My job was far.  It was literally freezing inside my car.  There was bad weather and the usual 50 minute trip was taking nearly 2 hours and I still was not there.  I decided to try a shortcut and got lost.  I was in the middle of nowhere and had no one to help me.

I was so cold that I felt like I was going to die.  I started crying and praying for God to help me.

Suddenly, I looked up at the sky and there was a huge cross in the sky.  I am not lying to you.  I just stared at the cross and I became warm.  I no longer felt cold at all.  Plus, as I drove towards the cross, it lead me straight to my job.

That was not coincidence.  That was God.  He is real.

I have other stories.  I'll tell them another day.


----------



## CandiceC (Feb 29, 2008)

Praise the Lord. These posts made me smile. 

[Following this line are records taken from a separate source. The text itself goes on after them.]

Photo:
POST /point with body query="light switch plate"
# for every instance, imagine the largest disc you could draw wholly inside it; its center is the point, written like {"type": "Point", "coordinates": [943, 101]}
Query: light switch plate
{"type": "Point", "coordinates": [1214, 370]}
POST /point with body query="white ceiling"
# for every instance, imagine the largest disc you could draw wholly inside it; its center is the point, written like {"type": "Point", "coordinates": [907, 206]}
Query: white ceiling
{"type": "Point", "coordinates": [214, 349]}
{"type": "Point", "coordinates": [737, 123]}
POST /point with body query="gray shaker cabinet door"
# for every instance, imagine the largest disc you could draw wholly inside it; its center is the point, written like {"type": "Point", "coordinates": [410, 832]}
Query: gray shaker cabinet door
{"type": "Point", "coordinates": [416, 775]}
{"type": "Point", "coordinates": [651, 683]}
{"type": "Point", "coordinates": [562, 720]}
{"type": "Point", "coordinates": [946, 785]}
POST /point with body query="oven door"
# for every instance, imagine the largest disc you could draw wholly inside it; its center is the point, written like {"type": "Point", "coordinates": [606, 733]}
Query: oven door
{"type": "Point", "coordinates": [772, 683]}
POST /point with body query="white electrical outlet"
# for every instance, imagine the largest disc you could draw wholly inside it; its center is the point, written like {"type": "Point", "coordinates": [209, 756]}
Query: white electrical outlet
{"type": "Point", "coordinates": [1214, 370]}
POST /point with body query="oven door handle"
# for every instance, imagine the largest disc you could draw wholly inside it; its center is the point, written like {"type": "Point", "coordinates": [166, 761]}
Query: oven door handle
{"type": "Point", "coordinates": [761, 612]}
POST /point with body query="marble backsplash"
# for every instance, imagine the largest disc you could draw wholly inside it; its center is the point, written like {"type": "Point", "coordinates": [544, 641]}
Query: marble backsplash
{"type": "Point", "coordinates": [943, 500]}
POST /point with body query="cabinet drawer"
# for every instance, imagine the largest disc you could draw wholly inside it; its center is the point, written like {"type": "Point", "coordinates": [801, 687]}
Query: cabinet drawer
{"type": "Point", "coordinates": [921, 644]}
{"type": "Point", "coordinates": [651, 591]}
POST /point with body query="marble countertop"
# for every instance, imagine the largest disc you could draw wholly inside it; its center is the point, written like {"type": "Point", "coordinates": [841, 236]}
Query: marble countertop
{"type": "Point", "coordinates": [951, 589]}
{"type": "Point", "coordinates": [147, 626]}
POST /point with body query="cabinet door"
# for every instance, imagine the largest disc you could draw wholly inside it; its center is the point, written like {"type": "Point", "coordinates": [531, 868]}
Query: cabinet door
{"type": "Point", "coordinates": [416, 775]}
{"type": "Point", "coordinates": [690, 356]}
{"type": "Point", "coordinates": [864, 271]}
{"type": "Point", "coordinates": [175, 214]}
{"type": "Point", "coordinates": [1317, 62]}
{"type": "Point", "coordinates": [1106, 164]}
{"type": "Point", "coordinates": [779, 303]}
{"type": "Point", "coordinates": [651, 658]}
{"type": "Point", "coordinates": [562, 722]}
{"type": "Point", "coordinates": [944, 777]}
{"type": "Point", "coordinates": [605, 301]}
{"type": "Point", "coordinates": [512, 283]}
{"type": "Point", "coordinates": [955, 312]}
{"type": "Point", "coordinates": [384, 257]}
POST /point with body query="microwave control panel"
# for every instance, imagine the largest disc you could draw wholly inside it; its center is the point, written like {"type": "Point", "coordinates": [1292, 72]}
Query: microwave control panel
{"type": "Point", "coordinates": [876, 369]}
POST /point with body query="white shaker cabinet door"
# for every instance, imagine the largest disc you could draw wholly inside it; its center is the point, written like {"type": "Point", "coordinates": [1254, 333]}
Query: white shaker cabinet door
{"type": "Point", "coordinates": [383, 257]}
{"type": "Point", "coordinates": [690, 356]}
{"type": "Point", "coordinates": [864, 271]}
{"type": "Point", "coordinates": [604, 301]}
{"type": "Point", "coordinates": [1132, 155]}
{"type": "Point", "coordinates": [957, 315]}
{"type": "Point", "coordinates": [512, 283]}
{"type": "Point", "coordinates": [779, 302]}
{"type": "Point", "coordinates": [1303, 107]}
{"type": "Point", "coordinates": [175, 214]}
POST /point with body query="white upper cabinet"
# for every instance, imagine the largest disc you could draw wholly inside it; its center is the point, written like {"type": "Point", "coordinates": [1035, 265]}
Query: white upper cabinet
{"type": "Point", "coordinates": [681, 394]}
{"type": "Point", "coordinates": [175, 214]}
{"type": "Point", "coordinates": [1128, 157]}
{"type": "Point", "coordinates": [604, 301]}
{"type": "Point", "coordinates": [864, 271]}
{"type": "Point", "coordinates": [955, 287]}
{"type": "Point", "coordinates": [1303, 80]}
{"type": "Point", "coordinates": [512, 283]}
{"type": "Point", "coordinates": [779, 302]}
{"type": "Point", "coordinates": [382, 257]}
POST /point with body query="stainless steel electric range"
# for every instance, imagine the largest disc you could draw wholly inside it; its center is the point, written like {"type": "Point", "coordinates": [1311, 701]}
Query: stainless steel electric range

I don't think I've ever encountered an angel. 
My mother said she saw one at the foot of her bed when she was a little girl. I'll have to ask her about it again.


----------



## CandiceC (Feb 29, 2008)

healthynhappy said:


> This wasn't exactly an angel, but it was a Godly encounter.
> 
> In the middle of a brutal winter, years ago when I was broke, I was driving to work in a beat up car that had no heat. It must have been like 2 degrees outside.
> 
> ...


 
Yes. He is real! 

Not an angel encounter, but

I was driving to work on the freeway yesterday thinking about how I was going to explain to a friend that I'm standing for a miracle in a particular situation in my life. I'm not giving up. I thought that I would tell her- _I'm following God's Word and what He wants me to do_. There was a truck a couple vehicles in front of me already for a short distance and it wasn't until I had that thought that I noticed there was a large cross on the back of the truck. The Lord was telling me to be follow the cross! 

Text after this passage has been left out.